Above me, my hair pulled taut, rising straight up until it vanished into thin air. To all appearances, I was dangling from nothing above the ruined building where Sam and I had spent the night. Whatever spell Angelique had used to make the upper floor invisible and inaudible, it was a strong one.
The tug on my scalp became more uncomfortable with every passing second.
I focused on lowering myself to the ground.
As I did so, the air in front of me began to glow with a golden, misty light.
It quickly spread to the stone building below.
The entire structure must have been a magical construct of some kind, and my hair, still expanding within it until the very stones cracked, was breaking the spell.
I sped up my descent, not wanting to find out what would happen if it reverted to its original form while I kicked in midair.
Just as my feet touched the earth, the tower collapsed in on itself, twisting and shrinking until it was an acorn that hovered in the air for a fraction of a section before dropping into the snow.
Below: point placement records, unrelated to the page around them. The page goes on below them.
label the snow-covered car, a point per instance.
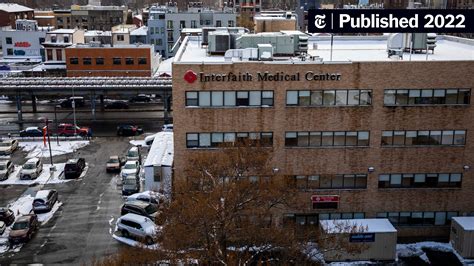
(6, 168)
(139, 227)
(147, 196)
(3, 226)
(134, 154)
(45, 200)
(8, 146)
(130, 168)
(113, 164)
(31, 169)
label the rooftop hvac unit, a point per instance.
(218, 42)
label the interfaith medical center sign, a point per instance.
(390, 20)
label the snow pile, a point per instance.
(46, 177)
(38, 149)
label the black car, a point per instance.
(129, 130)
(74, 168)
(146, 209)
(78, 101)
(7, 216)
(141, 98)
(31, 132)
(117, 105)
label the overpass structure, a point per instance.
(92, 87)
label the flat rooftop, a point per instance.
(345, 49)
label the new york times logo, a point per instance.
(320, 21)
(395, 20)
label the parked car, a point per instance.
(7, 216)
(23, 229)
(167, 128)
(33, 132)
(6, 168)
(129, 130)
(130, 185)
(146, 209)
(68, 130)
(130, 168)
(3, 226)
(114, 164)
(140, 98)
(147, 196)
(78, 101)
(74, 168)
(44, 200)
(117, 105)
(31, 169)
(134, 155)
(139, 227)
(8, 146)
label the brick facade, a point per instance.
(375, 76)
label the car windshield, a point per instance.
(20, 226)
(29, 166)
(129, 182)
(130, 166)
(132, 154)
(151, 209)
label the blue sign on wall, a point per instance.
(363, 237)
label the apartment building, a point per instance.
(359, 134)
(105, 60)
(165, 24)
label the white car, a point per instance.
(6, 168)
(147, 196)
(8, 146)
(130, 168)
(167, 128)
(31, 169)
(139, 227)
(133, 154)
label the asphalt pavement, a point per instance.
(81, 229)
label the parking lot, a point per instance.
(81, 229)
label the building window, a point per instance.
(420, 180)
(229, 98)
(327, 139)
(342, 181)
(418, 218)
(423, 137)
(215, 139)
(329, 98)
(426, 97)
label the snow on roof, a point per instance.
(467, 223)
(368, 225)
(345, 49)
(9, 7)
(161, 151)
(143, 30)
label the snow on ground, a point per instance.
(38, 149)
(134, 243)
(44, 178)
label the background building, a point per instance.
(9, 13)
(119, 60)
(362, 136)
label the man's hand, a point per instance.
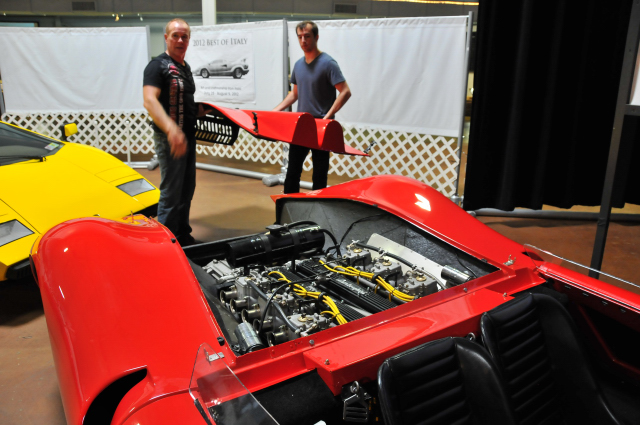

Twenty feet of hair fell around me, sheared off at the end by the vanished window but heavy enough to land with a thump even so.
I was relieved that I’d been spared from being crushed under the thousands of pounds of it that had vanished along with the tower.
Without question, I hadn’t thought this plan all the way through.
Angelique was nowhere to be seen. Had she suffocated in my runaway locks, or been transformed into an oak seed? Or simply been crushed to death when the spell broke, compressed to the size of an acorn?
I was still wondering when a huge dark bird, easily twice my size, dove out of the sky with an ear-piercing cry. Its talons reached for my neck.
I barely managed to fling myself out of the way before it could rip out my throat. As it hurtled past, I saw that it had Angelique’s warm brown eyes, narrowed in fury.
Her offer of an alliance had not extended past my second attempt to kill her.
She reached the edge of the clearing that used to house the tower and wheeled around for another go. Out of ideas, good and bad alike, I gathered my hair in my arms and ran.
My effort was doomed from the start. I still had too much hair dragging behind me, catching on roots and shrubs.
Even if I’d had the means to cut it off, she could fly faster than I could run.
I’d stumbled no more than a few feet out of the clearing when the bird’s shrieking cry sounded just behind me.
Then something narrow and bright flew past my head. I heard a thud of impact as I dove to the ground. With a flutter of wings, the bird changed course, veering up to the treetops.
I glanced up. A huge sword was sticking out of a tree, vibrating like a plucked guitar string. Who had thrown a sword?